*Job Position: Astrologer*
Interviewer: Tell me about myself
You Might Also Like
You’re 15 and miss the 90’s? Yeah, I’m sure those were the best 2 years of your life. Shitting in your pants and eating dirt.
If I leave out a comma it’s because I don’t want you to breathe.
I’ve worked at my job for 7 years & my boss still hasn’t noticed that I only give Magic 8-Ball responses to all of his questions.
Jay Z and Beyonce had a 4 million dollar dinner with Obama…. Wtf did they eat? Fresh dinosaur?
youtube has completely changed how we handle home repairs. before, if something broke, you had to call a guy and wait for him to fix it. now you can just watch some youtube videos so you’re not bored while he fixes it.
There goes my Valentine’s Day plans..
Not to be dramatic, but learning how to read has ruined my life
Leia: You owe child support.
Han: What? I’m in hyperspace.
Leia: You’re standing right here
Han: *makes hyperdrive noises with his mouth*
Kids going as Batman for Halloween should not be accompanied by parents unless those parents are dressed as ghosts
1818 – Rides for miles on horseback to find a newspaper to read by candle light.
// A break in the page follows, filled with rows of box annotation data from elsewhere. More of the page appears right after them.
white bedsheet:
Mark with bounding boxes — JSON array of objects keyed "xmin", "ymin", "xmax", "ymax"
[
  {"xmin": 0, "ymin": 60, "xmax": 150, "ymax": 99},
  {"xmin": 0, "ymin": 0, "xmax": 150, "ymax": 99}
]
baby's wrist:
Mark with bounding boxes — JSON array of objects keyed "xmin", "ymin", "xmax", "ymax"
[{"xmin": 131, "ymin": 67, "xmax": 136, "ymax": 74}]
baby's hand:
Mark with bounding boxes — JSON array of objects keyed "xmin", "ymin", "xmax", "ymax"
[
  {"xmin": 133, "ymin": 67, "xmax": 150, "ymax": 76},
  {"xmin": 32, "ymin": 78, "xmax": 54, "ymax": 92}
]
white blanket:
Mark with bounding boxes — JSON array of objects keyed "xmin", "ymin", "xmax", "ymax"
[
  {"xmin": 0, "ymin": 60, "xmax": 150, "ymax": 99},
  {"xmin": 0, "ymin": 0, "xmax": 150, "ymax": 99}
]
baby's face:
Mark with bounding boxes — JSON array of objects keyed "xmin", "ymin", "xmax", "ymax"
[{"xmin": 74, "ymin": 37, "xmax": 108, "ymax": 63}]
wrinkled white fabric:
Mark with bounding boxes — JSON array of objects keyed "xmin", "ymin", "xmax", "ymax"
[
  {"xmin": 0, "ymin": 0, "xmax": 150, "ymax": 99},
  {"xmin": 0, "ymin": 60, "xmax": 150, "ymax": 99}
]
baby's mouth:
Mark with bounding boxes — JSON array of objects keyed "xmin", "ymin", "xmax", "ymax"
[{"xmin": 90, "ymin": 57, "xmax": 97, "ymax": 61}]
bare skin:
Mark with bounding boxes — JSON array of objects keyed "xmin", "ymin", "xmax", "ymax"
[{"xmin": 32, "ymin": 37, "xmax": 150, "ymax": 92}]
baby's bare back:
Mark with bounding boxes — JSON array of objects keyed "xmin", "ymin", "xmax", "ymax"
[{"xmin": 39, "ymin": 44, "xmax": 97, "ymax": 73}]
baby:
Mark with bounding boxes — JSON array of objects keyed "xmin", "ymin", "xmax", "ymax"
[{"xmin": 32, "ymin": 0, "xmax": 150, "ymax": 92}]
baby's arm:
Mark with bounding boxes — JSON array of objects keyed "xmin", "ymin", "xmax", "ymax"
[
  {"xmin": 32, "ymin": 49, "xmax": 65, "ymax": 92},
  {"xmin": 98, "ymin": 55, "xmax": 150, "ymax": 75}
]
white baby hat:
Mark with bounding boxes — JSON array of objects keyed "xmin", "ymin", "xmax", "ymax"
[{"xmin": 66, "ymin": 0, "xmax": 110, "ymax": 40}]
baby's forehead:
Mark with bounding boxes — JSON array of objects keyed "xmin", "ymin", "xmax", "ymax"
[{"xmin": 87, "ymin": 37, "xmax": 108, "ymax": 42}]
2018 – If it takes more than two clicks, I’m not reading it.
Note to self: Remove “Does anyone else know you’re here?” from list of first date small talk questions.
I have a cut on my leg Doc
“Yeah that legs gotta go sir”
But its a tiny cut
“Sorry, I cant save it” *sharks fake doctor outfit falls off*
OLD MAN: I fought in WWII
ME: Oh yeah? What was your kill:death ratio
OLD MAN: what
ME: Can you rocket jump?
OLD MAN: I wish Hitler had won
I wonder if clouds ever look down on us and say.. “Hey look! That one is shaped like an idiot!
[Limbo contest]
Everyone: *Chanting* How low can you go? How low can you go?
Me: I once stole a guide dog
While removing a cat hair from my phone screen I accidentally closed three windows, downloaded two apps, made an unwanted Amazon purchase, and texted my boss a Chuck Norris meme.
gm
Day 4: They suspect nothing.
📸:
Imma tattoo a QR code that, when scanned, takes people to a YouTube video about how weird it is to scan people’s tattoos
Couldn’t remember my cute doctor’s name so I just called him
people only watched my two hour youtube video dissertation on false advertising centered in the landscape of 21st century social media through to the end because I told them to ‘wait for it’ in the description
“Daddy I lost my popsicle” and other terrifying things my kids say.
When I dropped your baby, that was traumatic for me too. Maybe think about my feelings for once.
girls post instagrams of their boyfriends like theyre toddlers. aww look, he tried a new food! so handsome in his big boy outfit at the wedding! we got sooooo tired on a trip, but he didnt cry once!
Everything is a big deal to kids, like the time a giant bird took my dad from the beach and dropped him way out in the water.
Spanish: The h is silent
English: Many letters can be silent
French: All letters are meaningless, every living thing is born without reason
I was going to eat a healthy snack, then I remembered that time when Eve ate an apple. Figured, it’s better not risk it.
Are we sure this new planet isn’t just Pluto wearing a wig?
me: (11 pm) 😴
me: (1 am) 😴
me: (3 am) 😴
me: (5 am) 😴
me: (7 am) 😳DAMN! I forgot to move the elf, again!